Un mapa federal con lecturas cruzadas
La convocatoria tuvo un componente político que no pasó desapercibido: reunió a intendentes de distintos partidos y provincias bajo la conducción del gobierno porteño. Entre los presentes se contaron Julio Alak, intendente de La Plata; Daniel Passerini, de Córdoba; Soledad Martínez, de Vicente López; Rodrigo Aybar, de Tres de Febrero; Santiago Passaglia, de San Nicolás; Leonel Chiarella, de Venado Tuerto; y varios jefes comunales de la Patagonia y Cuyo, como Carlos Koopmann (Zapala), Bruno Pogliano (El Bolsón), Lino Yonar (Campo Quijano) y Susana Laciar (San Juan).
La presencia de Alak, intendente del principal municipio bonaerense y figura del kirchnerismo, en un evento organizado por la administración macrista no es un dato menor. Sugiere que la agenda de las ciudades inteligentes, con todo lo que implica en términos de infraestructura digital, datos ciudadanos y relación con el sector privado tecnológico, empieza a configurar un espacio de disputa política que cruza las fronteras partidarias tradicionales.
Entre los expositores también estuvieron el jefe de Gabinete porteño, Gabriel Sánchez Zinny; el presidente de la Fundación País Abierto y Digital, Andrés Ibarra, ex funcionario macrista con vínculos en el ecosistema tecnológico, y el emprendedor Mateo Salvatto. La participación de empresas tecnológicas y startups completó un cuadro en el que el sector privado tuvo un lugar central en la definición de la agenda pública.
Qué significa ciudad inteligente y para quién
Durante el encuentro también se discutió qué significa en la práctica aplicar tecnología a la gestión municipal. Macri planteó que «una ciudad inteligente no es algo que se compra» y señaló que requiere también una ciudadanía y equipos preparados. La frase es razonable, pero evade la pregunta más incómoda: qué pasa con los municipios que no tienen los recursos, la conectividad ni el capital humano técnico para implementar esas transformaciones sin asistencia del Estado nacional o provincial.

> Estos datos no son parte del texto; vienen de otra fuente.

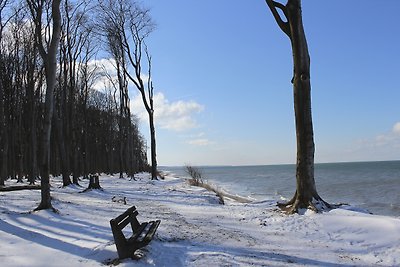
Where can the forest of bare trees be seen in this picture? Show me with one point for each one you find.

La jornada había comenzado el martes 1 de septiembre con una sesión técnica destinada a los equipos de gobiernos locales y provinciales, donde se trabajó sobre herramientas concretas de gestión de datos, seguridad, salud y movilidad. La intención declarada es que las experiencias exitosas puedan replicarse en otros distritos. El desafío real es que esa replicación no reproduzca también las asimetrías de partida.
Puntos clave
- Casi 300 gobiernos locales y 82 intendentes participaron del primer Congreso Federal de Ciudades Inteligentes en la Usina del Arte.
- Jorge Macri advirtió que la IA va a plantear ganadores y perdedores, sin anunciar medidas concretas de protección laboral.
- El CESBA y la OIT establecieron que el 67% del empleo porteño tiene exposición a la IA generativa, con un índice superior al de EE.UU. y Europa.
- El intendente kirchnerista de La Plata, Julio Alak, participó del evento organizado por la administración macrista.
- El congreso no incluyó propuestas concretas de reconversión laboral para los sectores más vulnerables a la automatización.